3. Hybrid Bi-LSTM and RBM approach
The present research has developed an innovative Bi-LSTM-RBM framework, which exhibits a remarkable ability to identify and monitor objects in underwater effectively. The Bi-LSTM-RBM approach encompasses a sequence of procedures, including converting videos into frames, data augmentation, delineating key segments through clustering, feature extraction based on Resnet 101, prediction based on Bi-LSTM-RBM, and classification. Upon successfully identifying the objects, they undergo a subsequent conversion process to be reinstated as tracked video. Fig 1 depicts the block structure of the UOD approach using Bi-LSTM-RBM. The video undergoes augmentation and is subsequently segmented into multiple temporal sections, wherein the variance between sequential segments is determined. Subsequently, the disparity metric is employed to quantify similarity, and the optimal value for K is determined by applying the shot boundary detection technique for clustering. Subsequently, a key segment near the cluster’s centre is selected from each group or sequence and employed for similarity determination via the employment of RBF. The methodology extracts discriminative and salient features from object spectrography through a transfer learning approach within the second primary module. More specifically, the feature learning process is contributed. The acquired characteristics are subjected to normalization to enhance the performances utilizing the standard deviation and mean. In the preceding phase, the extracted normalized CNN characteristics are utilized as input to the proposed deep BiLSTM-RBM to acquire knowledge of temporal patterns and identify the sequential data within the sequence while analyzing subaquatic entities.
3.1. Pre-processing
Traditionally, data pre-processing was conducted before data augmentation techniques were implemented. The visual representations underwent pre-processing measures, including, but not limited to, resizing, orientation adjustment, and colour correction. Using pre-processing techniques accelerates the procedure of model inference and effectively mitigates the duration of model training. If the input images have a significantly large size, reducing their size will considerably decrease the training time of the model while still maintaining its performance. They are employed on both practice and testing sets. Image augmentation was solely implemented on the training dataset, where the augmentation generates novel training instances from the pre-existing training instances. "To augment the training, a data augmentation process was implemented." Data augmentation approaches were initially applied to mitigate overfitting and expand the data set size. This study utilizes data augmentation techniques, including rotation, translation, and flipping, to substantially expand the total images contained within the training dataset. Furthermore, input images undergo rotation at disparate angles in rotation-based data augmentation, namely 90◦, 180◦, and 270◦. The input images undergo a flipping process whereby they are mirrored both horizontally and vertically.

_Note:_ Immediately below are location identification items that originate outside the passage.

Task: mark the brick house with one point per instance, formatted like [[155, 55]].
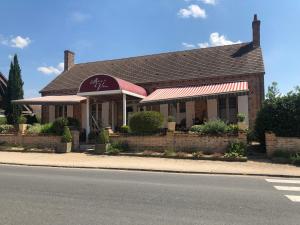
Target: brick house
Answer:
[[193, 86]]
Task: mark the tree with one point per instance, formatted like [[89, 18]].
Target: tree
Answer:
[[14, 91]]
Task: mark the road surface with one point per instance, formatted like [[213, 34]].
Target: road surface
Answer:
[[47, 196]]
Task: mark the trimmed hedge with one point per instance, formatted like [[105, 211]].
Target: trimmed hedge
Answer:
[[146, 122]]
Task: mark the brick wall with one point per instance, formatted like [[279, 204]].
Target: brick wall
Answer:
[[255, 82], [180, 142], [274, 143], [30, 140]]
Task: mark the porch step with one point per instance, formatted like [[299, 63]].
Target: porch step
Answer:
[[86, 147]]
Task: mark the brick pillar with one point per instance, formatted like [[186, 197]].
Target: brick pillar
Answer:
[[75, 140], [271, 142]]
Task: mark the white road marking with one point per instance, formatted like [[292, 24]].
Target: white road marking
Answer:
[[283, 181], [287, 188], [293, 198]]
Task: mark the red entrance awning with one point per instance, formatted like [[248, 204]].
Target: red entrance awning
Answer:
[[177, 93]]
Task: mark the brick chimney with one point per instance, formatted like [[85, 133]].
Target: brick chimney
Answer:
[[256, 32], [69, 60]]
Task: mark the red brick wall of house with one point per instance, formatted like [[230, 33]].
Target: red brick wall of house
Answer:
[[255, 82]]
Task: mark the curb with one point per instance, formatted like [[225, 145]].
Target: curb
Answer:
[[154, 170]]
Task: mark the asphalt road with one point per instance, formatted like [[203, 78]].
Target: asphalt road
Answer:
[[39, 196]]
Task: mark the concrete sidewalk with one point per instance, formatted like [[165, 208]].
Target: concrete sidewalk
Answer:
[[82, 160]]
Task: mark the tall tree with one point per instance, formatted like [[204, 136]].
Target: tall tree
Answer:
[[14, 91]]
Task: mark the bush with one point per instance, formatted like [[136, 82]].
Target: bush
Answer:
[[112, 151], [171, 119], [241, 117], [212, 127], [73, 122], [22, 120], [122, 146], [47, 128], [7, 129], [3, 120], [59, 125], [34, 129], [32, 119], [280, 115], [124, 129], [103, 137], [66, 136], [232, 129], [146, 122], [295, 159], [235, 150]]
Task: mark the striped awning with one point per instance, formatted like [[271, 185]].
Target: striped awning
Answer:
[[190, 92]]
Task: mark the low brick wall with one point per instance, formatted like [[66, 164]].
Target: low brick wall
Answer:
[[48, 141], [180, 142], [274, 143]]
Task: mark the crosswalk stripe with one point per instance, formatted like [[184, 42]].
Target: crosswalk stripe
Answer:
[[293, 198], [287, 188], [283, 181]]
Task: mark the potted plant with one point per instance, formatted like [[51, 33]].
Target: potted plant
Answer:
[[241, 121], [102, 142], [66, 141], [171, 123], [22, 124]]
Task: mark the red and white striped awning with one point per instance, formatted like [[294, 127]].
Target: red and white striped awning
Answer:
[[179, 93]]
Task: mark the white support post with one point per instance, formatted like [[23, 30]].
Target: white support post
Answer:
[[124, 109], [113, 115], [87, 118]]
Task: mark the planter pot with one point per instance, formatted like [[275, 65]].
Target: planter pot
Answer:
[[171, 126], [242, 125], [64, 147], [101, 148], [22, 128]]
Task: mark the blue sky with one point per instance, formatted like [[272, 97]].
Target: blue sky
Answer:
[[39, 32]]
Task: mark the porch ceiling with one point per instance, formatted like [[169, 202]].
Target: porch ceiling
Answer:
[[192, 92], [51, 100]]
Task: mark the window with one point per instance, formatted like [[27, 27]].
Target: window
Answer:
[[61, 111], [182, 107], [227, 109]]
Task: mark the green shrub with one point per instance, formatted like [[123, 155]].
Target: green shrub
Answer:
[[146, 122], [235, 150], [112, 151], [103, 137], [47, 128], [59, 125], [171, 119], [92, 135], [34, 129], [295, 158], [66, 136], [22, 120], [3, 120], [281, 154], [73, 122], [232, 129], [170, 152], [124, 129], [7, 128], [212, 127], [123, 146], [241, 117], [279, 114]]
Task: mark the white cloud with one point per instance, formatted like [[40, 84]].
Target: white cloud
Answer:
[[192, 11], [188, 45], [215, 39], [209, 2], [49, 70], [79, 17], [20, 42]]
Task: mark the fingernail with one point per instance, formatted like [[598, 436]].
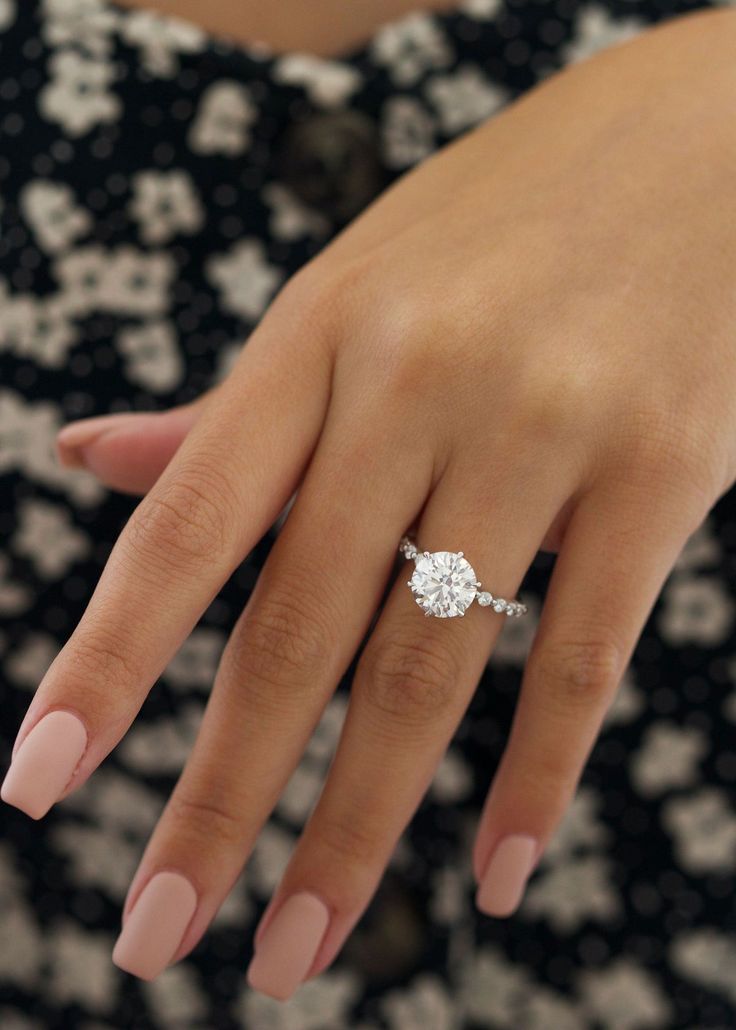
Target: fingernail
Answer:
[[44, 763], [155, 925], [285, 953], [502, 884], [75, 436]]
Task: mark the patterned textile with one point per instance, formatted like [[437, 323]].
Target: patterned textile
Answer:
[[156, 186]]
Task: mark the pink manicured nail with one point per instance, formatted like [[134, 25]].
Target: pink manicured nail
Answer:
[[284, 955], [502, 884], [73, 438], [155, 925], [44, 763]]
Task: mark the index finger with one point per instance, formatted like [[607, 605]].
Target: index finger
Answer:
[[224, 487]]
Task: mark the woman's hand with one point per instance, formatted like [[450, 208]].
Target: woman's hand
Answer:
[[526, 342]]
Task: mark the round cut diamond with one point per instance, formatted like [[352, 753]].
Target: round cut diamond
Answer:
[[445, 583]]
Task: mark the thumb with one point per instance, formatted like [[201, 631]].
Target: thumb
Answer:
[[128, 451]]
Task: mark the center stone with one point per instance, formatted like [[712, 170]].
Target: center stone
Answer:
[[444, 583]]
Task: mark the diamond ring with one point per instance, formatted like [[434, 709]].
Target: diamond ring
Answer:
[[444, 584]]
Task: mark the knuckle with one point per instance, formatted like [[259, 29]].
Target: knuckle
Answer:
[[665, 447], [204, 818], [413, 681], [574, 674], [103, 658], [314, 299], [185, 523], [346, 839], [280, 644]]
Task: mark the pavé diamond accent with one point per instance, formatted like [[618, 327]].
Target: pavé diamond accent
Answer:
[[444, 583]]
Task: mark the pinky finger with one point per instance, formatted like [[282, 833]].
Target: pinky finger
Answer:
[[619, 548]]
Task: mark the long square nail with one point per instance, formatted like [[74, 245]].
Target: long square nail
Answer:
[[44, 763], [155, 925], [502, 885], [286, 951]]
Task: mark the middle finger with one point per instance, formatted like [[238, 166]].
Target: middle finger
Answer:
[[310, 609], [413, 683]]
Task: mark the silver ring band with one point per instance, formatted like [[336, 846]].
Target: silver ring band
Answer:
[[445, 584]]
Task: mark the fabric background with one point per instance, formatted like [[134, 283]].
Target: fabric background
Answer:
[[156, 185]]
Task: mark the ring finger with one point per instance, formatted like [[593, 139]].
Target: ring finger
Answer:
[[413, 683], [311, 607]]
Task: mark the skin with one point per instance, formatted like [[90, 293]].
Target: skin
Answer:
[[545, 358]]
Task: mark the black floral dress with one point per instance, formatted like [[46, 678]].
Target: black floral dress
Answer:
[[156, 186]]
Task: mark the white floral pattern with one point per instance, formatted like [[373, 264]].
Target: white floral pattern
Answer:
[[225, 113], [50, 210], [165, 204], [78, 96]]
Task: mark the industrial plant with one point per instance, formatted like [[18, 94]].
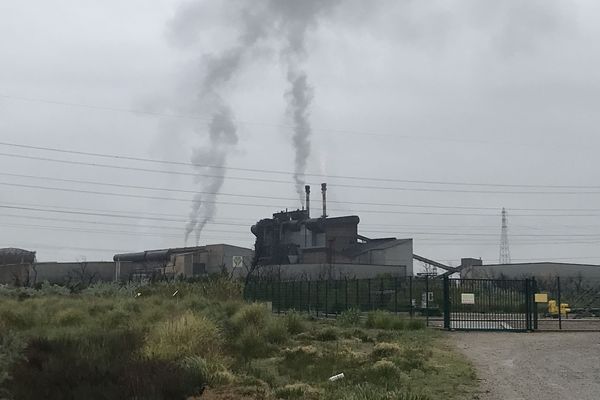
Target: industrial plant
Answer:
[[294, 243]]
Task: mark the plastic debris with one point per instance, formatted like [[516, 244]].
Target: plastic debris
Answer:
[[336, 377]]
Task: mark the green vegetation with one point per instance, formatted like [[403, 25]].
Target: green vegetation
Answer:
[[179, 340]]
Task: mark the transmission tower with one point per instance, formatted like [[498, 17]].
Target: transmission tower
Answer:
[[504, 250]]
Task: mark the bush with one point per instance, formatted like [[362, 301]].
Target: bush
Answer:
[[415, 324], [414, 358], [297, 391], [326, 335], [382, 350], [213, 372], [251, 344], [383, 320], [368, 391], [301, 355], [14, 319], [382, 372], [187, 335], [350, 317], [11, 351], [104, 365], [276, 332], [252, 315], [69, 317], [295, 323]]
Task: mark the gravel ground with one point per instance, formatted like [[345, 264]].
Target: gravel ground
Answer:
[[542, 365]]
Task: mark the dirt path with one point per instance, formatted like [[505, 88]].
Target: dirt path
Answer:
[[523, 366]]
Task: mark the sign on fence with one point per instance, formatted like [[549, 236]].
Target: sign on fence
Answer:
[[467, 298]]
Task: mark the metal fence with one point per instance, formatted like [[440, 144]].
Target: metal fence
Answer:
[[580, 300], [462, 304], [488, 304], [409, 295]]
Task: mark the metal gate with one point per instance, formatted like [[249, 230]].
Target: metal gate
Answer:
[[488, 305]]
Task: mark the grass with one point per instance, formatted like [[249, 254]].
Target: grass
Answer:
[[108, 342]]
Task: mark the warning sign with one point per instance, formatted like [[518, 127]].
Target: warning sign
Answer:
[[467, 298], [238, 261], [541, 297]]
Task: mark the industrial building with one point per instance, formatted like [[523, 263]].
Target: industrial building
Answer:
[[15, 266], [183, 262], [19, 267], [294, 244], [539, 270]]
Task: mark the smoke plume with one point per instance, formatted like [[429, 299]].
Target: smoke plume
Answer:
[[217, 71], [296, 18], [254, 21]]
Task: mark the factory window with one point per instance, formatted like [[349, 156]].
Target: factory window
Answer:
[[199, 269]]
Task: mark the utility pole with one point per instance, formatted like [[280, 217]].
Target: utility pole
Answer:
[[504, 250]]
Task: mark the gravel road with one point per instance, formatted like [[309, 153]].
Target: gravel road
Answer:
[[542, 365]]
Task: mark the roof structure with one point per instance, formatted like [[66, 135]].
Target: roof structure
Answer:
[[11, 256], [373, 244]]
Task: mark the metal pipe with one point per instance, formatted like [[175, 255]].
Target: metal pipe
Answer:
[[307, 190], [324, 192]]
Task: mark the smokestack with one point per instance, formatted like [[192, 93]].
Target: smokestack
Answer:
[[324, 192], [307, 190]]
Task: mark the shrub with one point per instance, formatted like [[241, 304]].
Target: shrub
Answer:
[[276, 332], [415, 324], [350, 317], [212, 372], [382, 350], [382, 372], [368, 391], [383, 320], [251, 344], [104, 365], [297, 391], [301, 355], [294, 323], [69, 317], [14, 319], [326, 335], [186, 335], [252, 315], [414, 358], [11, 351]]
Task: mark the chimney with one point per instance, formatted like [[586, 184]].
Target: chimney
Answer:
[[307, 190], [324, 192]]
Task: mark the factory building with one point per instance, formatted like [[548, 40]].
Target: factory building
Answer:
[[539, 270], [183, 262], [15, 266], [294, 244]]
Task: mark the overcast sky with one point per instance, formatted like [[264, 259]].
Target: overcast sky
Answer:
[[502, 95]]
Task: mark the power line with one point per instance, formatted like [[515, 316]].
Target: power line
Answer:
[[183, 219], [119, 224], [244, 122], [364, 187], [171, 190], [278, 206], [288, 173], [112, 232]]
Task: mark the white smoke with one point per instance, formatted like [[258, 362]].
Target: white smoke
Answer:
[[296, 18], [254, 20]]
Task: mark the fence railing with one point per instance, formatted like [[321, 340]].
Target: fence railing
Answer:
[[409, 295]]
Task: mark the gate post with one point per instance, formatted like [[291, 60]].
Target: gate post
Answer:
[[534, 304], [446, 303], [527, 305]]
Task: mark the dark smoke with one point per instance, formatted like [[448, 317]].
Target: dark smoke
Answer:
[[256, 20], [296, 18]]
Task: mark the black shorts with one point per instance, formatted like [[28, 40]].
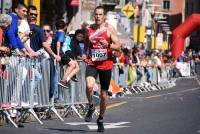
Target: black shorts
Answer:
[[66, 58], [104, 76]]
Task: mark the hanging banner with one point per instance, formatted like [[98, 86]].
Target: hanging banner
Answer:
[[160, 40]]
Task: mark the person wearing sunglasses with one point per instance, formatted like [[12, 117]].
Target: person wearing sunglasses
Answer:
[[11, 36]]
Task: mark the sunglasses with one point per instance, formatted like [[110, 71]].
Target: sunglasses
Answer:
[[45, 30], [33, 14]]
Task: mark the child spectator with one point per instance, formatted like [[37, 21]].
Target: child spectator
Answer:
[[66, 59]]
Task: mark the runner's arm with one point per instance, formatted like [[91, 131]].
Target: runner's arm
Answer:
[[116, 45]]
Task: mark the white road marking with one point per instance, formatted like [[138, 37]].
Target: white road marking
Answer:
[[93, 126], [187, 90]]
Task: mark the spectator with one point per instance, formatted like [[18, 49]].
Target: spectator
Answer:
[[66, 57], [11, 36], [37, 42], [78, 45], [5, 21]]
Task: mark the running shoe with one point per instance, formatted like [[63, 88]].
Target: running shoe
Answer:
[[63, 84], [100, 126], [89, 114]]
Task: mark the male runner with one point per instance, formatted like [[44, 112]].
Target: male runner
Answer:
[[102, 39]]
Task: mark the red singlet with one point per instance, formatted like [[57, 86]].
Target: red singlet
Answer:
[[99, 56]]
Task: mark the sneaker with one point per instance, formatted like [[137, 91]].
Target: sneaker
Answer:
[[63, 84], [74, 78], [89, 114], [100, 126]]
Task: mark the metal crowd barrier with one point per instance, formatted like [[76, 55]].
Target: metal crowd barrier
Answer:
[[25, 86]]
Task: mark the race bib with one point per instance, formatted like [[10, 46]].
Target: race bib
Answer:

Following data augmentation, several observations were conducted on various frame durations to effectively determine the optimal window size of 500ms for segmenting a single into multiple segments. A singular label was apportioned to all the segments within the observations and subsequently inputted into the K-mean clustering algorithm [27] to group similar segments. The K-mean clustering algorithm is a highly prevalent technique for segregating large datasets [28]. The conventional approach in the K-mean clustering technique for determining dissimilarities among elements involves the utilization of the Euclidean distance matrix [29, 30]. In this study, the RBF was utilized as a replacement for the Euclidean distance matrix in the K-means algorithm to calculate the dissimilarity measure between two frames. The Radial Basis Function (RBF) methodology has been employed as a non-linear technique, resembling the functioning of the human cerebral cortex, for computing variances and identifying patterns. The proper consideration of the "K" value to partition data into "K" clusters is an equally crucial aspect to be considered.
The K-means utilizes a random initialization approach to determine the appropriate variable `K’ values. However, a more dynamic approach is achieved through the shot boundary detection method, enabling the choice of the optimal `K’ values for individual files. This method estimates similarity and has been documented in [31]. The calculation of the pairwise difference occurs within sequential frames, whereby an increase in value exceeding the predetermined threshold results in the incremental addition of one unit to the variable denoted as "K." Upon applying the K-mean algorithm for segment clustering, one key segment is chosen from each cluster that closely approximates the cluster centroid, as determined through the utilization of the RBF distance approach outlined in the subsequent sections. The identified crucial elements are transformed into spectrograms utilizing the STFT approach to facilitate their two-dimensional representations.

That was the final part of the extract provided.